What an interesting term "absolute music" is. I've always thought of non-program music as, well, just music. But it seems a useful term.

In any case, for me, the divide isn't along the lines of program vs. non-program music, since I like both, e.g., you mentioned the Four Seasons, Beethoven's Sixth, and I'd add to the list of my program music likes the works of Schumann.

It seems to me that the difference between these works and the works of someone like Mahler is that they're intellectually rigorous. Mahler is too simple for me, too lacking in mathematical wit, and so I find his work boring.

The kind of understanding to which I referred by the way isn't book learning. It's intuitive right hemisphere understanding, as opposed to the analytical left hemisphere understanding upon which a musician relies (in a famous study, it was found that musicians rely on their left hemisphere when listening to music, while non-musicians rely on their right). So it isn't something that develops as a result of training. Rather, it seems to develop as a consequence of listening in childhood. I think it's rather like our natural understanding of language, as opposed to the intellectual understanding that is conferred by a study of grammar, rhetoric, and formal writing skills. And I have the sense that, as with language, it is best developed through listening in early childhood. A child has to learn a language before the age of 10 to speak it without an accent. A child has to be exposed to the note values before the age of five to develop perfect pitch. So I think that children have to be exposed to great music to develop the greatest possible mastery. Even a great genius like Tchaikovsky can have holes in his musical understanding if he isn't exposed to a form in childhood. Tchaikovsky never understood Bach or Brahms, and was never able to effectively use structure in his music, because, I suspect, he wasn't exposed to the great German masters until he was too old.

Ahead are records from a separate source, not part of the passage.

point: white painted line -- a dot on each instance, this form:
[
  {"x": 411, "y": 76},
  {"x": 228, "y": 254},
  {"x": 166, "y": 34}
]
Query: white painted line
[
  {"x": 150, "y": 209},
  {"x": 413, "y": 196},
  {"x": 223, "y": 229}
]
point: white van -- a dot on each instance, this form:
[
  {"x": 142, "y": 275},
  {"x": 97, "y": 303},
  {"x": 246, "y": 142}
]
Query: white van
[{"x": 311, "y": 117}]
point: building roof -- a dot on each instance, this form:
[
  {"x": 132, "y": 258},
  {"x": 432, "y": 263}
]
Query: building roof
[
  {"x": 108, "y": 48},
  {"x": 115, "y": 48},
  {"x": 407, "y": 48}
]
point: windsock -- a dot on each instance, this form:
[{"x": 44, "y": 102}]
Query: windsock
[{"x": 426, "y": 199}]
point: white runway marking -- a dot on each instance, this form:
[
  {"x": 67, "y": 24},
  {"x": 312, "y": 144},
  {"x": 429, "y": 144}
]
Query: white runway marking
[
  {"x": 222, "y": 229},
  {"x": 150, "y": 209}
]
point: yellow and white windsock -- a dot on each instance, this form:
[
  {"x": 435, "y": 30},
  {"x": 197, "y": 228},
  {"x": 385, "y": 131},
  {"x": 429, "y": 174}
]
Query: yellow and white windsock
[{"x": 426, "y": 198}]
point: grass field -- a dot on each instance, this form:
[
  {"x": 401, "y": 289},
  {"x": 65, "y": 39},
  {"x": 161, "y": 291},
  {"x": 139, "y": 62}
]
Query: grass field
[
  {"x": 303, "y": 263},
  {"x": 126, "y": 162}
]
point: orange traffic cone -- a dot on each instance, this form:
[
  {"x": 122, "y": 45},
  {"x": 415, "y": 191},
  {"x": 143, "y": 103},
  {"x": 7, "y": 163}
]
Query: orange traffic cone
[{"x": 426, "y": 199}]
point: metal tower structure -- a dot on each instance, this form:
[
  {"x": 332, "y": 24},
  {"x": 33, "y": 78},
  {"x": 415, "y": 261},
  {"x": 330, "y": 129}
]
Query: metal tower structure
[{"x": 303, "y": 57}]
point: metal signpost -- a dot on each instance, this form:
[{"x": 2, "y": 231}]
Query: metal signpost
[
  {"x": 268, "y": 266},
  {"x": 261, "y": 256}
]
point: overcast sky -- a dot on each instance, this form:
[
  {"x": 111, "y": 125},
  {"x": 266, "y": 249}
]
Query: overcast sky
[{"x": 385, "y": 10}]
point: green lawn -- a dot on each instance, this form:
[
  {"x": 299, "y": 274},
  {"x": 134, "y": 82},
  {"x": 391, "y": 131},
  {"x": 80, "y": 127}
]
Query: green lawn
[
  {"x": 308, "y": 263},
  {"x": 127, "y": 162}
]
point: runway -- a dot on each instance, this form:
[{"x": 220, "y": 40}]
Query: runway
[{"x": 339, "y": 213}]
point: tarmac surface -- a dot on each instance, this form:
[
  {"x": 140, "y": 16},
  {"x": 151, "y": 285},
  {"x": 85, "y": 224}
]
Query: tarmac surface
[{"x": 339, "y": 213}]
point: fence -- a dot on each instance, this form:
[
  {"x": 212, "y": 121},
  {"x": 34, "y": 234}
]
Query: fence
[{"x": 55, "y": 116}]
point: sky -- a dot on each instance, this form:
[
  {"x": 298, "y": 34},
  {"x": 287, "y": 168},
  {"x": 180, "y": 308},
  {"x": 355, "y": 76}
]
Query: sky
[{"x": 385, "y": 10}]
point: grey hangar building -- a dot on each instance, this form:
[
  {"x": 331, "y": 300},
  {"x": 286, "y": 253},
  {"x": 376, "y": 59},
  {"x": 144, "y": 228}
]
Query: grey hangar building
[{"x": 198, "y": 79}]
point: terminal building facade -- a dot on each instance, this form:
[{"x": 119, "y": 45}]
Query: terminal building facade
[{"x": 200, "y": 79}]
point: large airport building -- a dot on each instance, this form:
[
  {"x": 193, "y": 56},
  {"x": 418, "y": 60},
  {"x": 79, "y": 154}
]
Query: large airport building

But in one sense I'm not sure I agree with your assessment of program vs. "absolute" music. It seems to me that absolute music takes me on as much of an emotional journey as program music does. The nature of that journey seems to have evolved over time, from the almost timeless quality of medieval chant to the peripatetic motion of the late romantic works. I think my favorite works sit at the nexus of form and romantic storytelling -- mostly from the late baroque to the early romantic periods, though there were composers who led or lagged, e.g., Monteverdi and Brahms.